第十八話 もう二度と
応接室に立ち込めたのは、ただの冷気ではなかった。それは、長年『死神』と恐れられ、孤独の中で研ぎ澄まされてきたゼノスの殺意そのものだった。扉の残骸が床に転がる音さえ、凍りついた空気の中では鋭い悲鳴のように響く。
「……私の館で、随分と騒がしい真似をしてくれるな、王都の使者よ」
ゼノスの声は低く、地を這うような重圧を伴っていた。鑑定官ビスクは、アリシアの手首を掴んでいた自らの手が、激しい震えで制御できなくなっていることに気づいた。
「な……な、ゼノス辺境伯! 貴公、これは反逆だぞ! 私はエドワード殿下の命を受け、都の危機を救うためにこの女を連れ戻しに来たのだ! 離せ、この無礼者が!」
ビスクは必死に虚勢を張り、掴んでいたアリシアの腕をさらに強く引き寄せようとした。だが、その指先がアリシアの肌に食い込むよりも早く、彼の足元が真っ白な霜に覆われた。
「ひっ……!?」
氷の這う速度は、常人の理解を超えていた。ビスクの磨かれた革靴は瞬時に床に凍りつき、冷気は脛を伝って彼の体温を奪っていく。
「その汚れた手で、二度と彼女に触れるなと言ったはずだ」
ゼノスは、震えるビスクに冷たい視線を突き刺し、アリシアを自分のそばへと優しく引き寄せた。
「ゼノス……」
「案ずるな、アリシア。この男はこのまま帰らせる。——王都の使者よ。貴様らは、自分たちが何を切り捨てたのか、まだ理解していないようだな。このアリシアこそが、凍てついたこの地の呪いを解き、絶望に沈む私たちを救い出した『救世主』だ」
「っ救世主だと!? 笑わせるな、そんな役立たずの偽聖女が! 水晶の数値も満足に出せない無能が、この地の何を変えたというのだ!」
ビスクの叫びを、ゼノスは一喝して遮った。
「黙れ! 数値しか見られぬその腐った目ごと抉り取ってやろうか? アリシアを役立たずと罵り、追放した貴様ら愚か者どもに、彼女を返すわけがないだろう!」
その言葉は、アリシアの心を温かくした。ゼノスはアリシアという存在そのものを、自らの誇りとして肯定してくれたのだ。
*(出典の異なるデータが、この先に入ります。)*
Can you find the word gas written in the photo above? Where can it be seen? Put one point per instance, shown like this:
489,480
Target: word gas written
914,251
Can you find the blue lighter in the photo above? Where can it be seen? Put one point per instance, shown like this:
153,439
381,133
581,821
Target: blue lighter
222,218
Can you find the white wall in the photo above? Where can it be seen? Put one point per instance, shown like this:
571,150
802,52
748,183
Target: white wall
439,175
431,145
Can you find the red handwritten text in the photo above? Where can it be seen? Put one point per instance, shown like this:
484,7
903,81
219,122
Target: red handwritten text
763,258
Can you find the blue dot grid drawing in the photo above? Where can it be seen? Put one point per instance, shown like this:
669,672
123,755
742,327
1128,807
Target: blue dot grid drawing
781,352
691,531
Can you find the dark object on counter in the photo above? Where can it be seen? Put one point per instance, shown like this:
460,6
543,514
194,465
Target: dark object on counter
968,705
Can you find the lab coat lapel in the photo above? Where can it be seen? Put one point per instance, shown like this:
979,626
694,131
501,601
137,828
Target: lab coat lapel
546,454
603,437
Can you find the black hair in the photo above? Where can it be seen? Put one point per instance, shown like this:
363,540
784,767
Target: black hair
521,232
「帰り、エドワード殿下に伝えろ。アリシア・ローウェルは、お前たちの所有物ではない。彼女はコールドランドの宝であり、私の……とても大切な人だ。彼女を奪おうとする者は、たとえ王族であろうとも、絶対に許しはしない、とな」
ビスクは恐怖のあまり失禁し、凍りついた足を引きちぎらんばかりの勢いで後退しようとした。
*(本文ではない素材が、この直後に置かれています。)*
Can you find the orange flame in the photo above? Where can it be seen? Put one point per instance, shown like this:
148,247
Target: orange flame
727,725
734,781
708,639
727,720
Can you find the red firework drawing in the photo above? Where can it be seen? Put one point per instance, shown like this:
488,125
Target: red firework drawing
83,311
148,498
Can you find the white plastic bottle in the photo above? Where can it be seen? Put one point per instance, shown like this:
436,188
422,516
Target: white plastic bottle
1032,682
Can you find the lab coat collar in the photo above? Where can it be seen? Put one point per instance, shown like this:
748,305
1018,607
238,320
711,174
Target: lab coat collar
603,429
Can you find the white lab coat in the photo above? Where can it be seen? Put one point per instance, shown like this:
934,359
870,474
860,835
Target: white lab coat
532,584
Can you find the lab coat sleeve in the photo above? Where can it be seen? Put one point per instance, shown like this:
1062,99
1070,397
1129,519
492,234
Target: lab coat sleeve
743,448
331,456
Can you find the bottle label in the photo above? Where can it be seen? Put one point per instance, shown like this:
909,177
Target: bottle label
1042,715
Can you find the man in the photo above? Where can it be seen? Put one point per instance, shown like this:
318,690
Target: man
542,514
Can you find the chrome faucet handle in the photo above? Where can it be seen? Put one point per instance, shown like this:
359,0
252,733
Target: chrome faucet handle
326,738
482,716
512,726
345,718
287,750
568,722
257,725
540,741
「あ、あああ……! 狂っている、お前、狂っているぞ!王太子殿下の命に背くなんて……!」
「消えろ。二度とこの地の土を踏むな。次に姿を見せれば、貴様の魂ごとこの雪原に埋めてやる」
ゼノスの威圧に耐えかね、ビスクは悲鳴を上げながら廊下へと転がり出た。彼は、倒れそうになりながらも外に待たせていた馬車へと這いずり、コールドランドの館から逃げ出していった。
* * *
静寂が戻った応接室。ゼノスはゆっくりとアリシアに向き直った。その瞳からは先ほどの苛烈な殺気は消え、代わりに壊れ物を扱うような深い慈しみが宿っていた。
「……怖がらせたか。すまない、少し加減を忘れた」
ゼノスはアリシアの手首に残った、わずかな赤みに目を留め、自責の念に顔を歪めた。だが、アリシアは手をそっと伸ばし、彼の大きな手に重ねた。
「いいえ……ありがとうございます、ゼノス。私、嬉しかったんです。あなたが、あんな風に怒ってくださるなんて」
アリシアの瞳からは、大粒の涙が溢れ出した。それは悲しみの涙ではない。自分という存在が、これほどまでに大切にされているのだという実感からくる、温かな涙だった。
(私は、誰かの道具じゃない……)
心の中で、自分自身に語りかけた。
「私、もう迷いません」
涙を拭い、アリシアは窓の外に広がる王都の方角——暗雲に覆われた空を真っ直ぐに見つめた。
「私は二度と、王都の都合のいい聖女には戻りません。私の魔法は、私を必要としてくれる、この温かな場所を守るために使います。エドワード殿下が何を言おうと……私は、あなたのそばにいます」
その言葉を聞いたゼノスの表情に、言葉にならないほどの熱い感情が去来した。彼は愛おしそうに、アリシアをその広い胸の中に抱き寄せた。